Ces champs de protection étaient rares dans Boston. Les requins financiers s’en servait allègrement pour protéger leurs demeures et leur capital, l’Armée aussi devait en user. Memoria s’était payé le luxe pour les sous-sols de l’église… et pour ses bureaux secrets. Des engins de mort contrôlée et acceptée. Au nom de la sécurité, tout était permis.
Avec mesure, il commença d’énoncer la clé inscrite sur son bout de papier. Ses yeux ne quittaient pas le morceau de papier, qu’il avait levé dans la lumière ténue.
Trois minutes plus tard, il se tut. Il avait bafouillé à deux reprises.
Rien ne s’était produit. Duke et Sanne échangèrent un regard.
— Non, dit-t-elle enfin. Ne fais pas ça.
Mais il s’était détourné et avait approché son doigt de la surface mouvante. Des étincelles fulgurantes jaillirent de ce contact et il étouffa un cri de douleur, projeté en arrière.
— Saleté, marmonna-t-il, sa main serrée sur la poitrine.

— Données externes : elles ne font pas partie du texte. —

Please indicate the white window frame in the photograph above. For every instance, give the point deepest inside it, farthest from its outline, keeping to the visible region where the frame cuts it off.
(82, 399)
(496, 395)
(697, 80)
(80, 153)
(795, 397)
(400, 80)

Une légère fumée se dégageait de sa peau ; il s’était brûlé le bout du doigt. Sanne se rendit compte qu’elle avait bloqué sa respiration et s’autorisa à relâcher l’air contenu dans ses poumons.
— J’ai dû me tromper à un endroit. Je vais recommencer.
Elle ne l’en empêcha pas. Ils étaient arrivés trop loin pour faire marche arrière. Le murmure sourd de son palpitant accompagnait la litanie infime que Duke laissait échapper de ses lèvres. Il utilisait la voix des Chasseurs, plus par habitude que nécessité, pour se donner du courage.
À nouveau, le Chasseur s’interrompit. Cette fois ils ne se regardèrent pas. Duke tendit sa main blessée, déployée devant lui. Il l’arrêta à quelques millimètres de la porte. Il observa les formes se contorsionner sous sa peau, fasciné lui aussi.
— Allons-y.
Coquilles et remarques :
— Il devait craindre un brusque changement d’avis de sa part, et de se retrouver seul [Il faudrait deux compléments de même nature : deux verbes ou deux groupes nominaux ]
— si petit qu’il aurait pu disparaître dans la paume [Je dirais « sa paume »]
— mais il ne paraissait pas décidé à lui expliquer [à le lui expliquer]
— Des anciennes stations essence, des diners [« stations-service, station d’essence ou à essence » permettraient d’éviter une suite de noms sans préposition / je mettrais « diners » en italique parce que c’est un emprunt]
— typiques de la brigade de bioéthique, les avait forcés [il faudrait enlever la virgule]
— les mollets et la poitrine douloureux [c’est tout à fait correct, mais si tu mettais « la poitrine et les mollets douloureux », tu éviterais d’enchaîner un nom féminin et un adjectif masculin]
— Des générations de Transformés s’étaient échinés [J’aurais tendance à accorder sur « générations » : « échinées », parce qu’en lisant à haute voix, c’est le mot qui ressort le plus ; mais les deux sont corrects]
— Duke revient vers le garage, renversa [revint]
— la face grave de celui qui bossait avec elle [Je trouve que « bossait » détonne dans le style ambiant.]
— Etait-ce une porte ? [Était-ce]
— Des ombres - non, des présences [Il faut un tiret long, cadratin ou demi-cadratin.]
— Memoria s’était payé le luxe pour les sous-sols [Je dirais « ce luxe ».]
— Non, dit-t-elle enfin. Ne fais pas ça [dit-elle]
— et il étouffa un cri de douleur, projeté en arrière [La syntaxe est un peu bancale : je dirais « alors qu’il était projeté en arrière.]
— plus par habitude que nécessité [Je dirais « plus par habitude que par nécessité ».]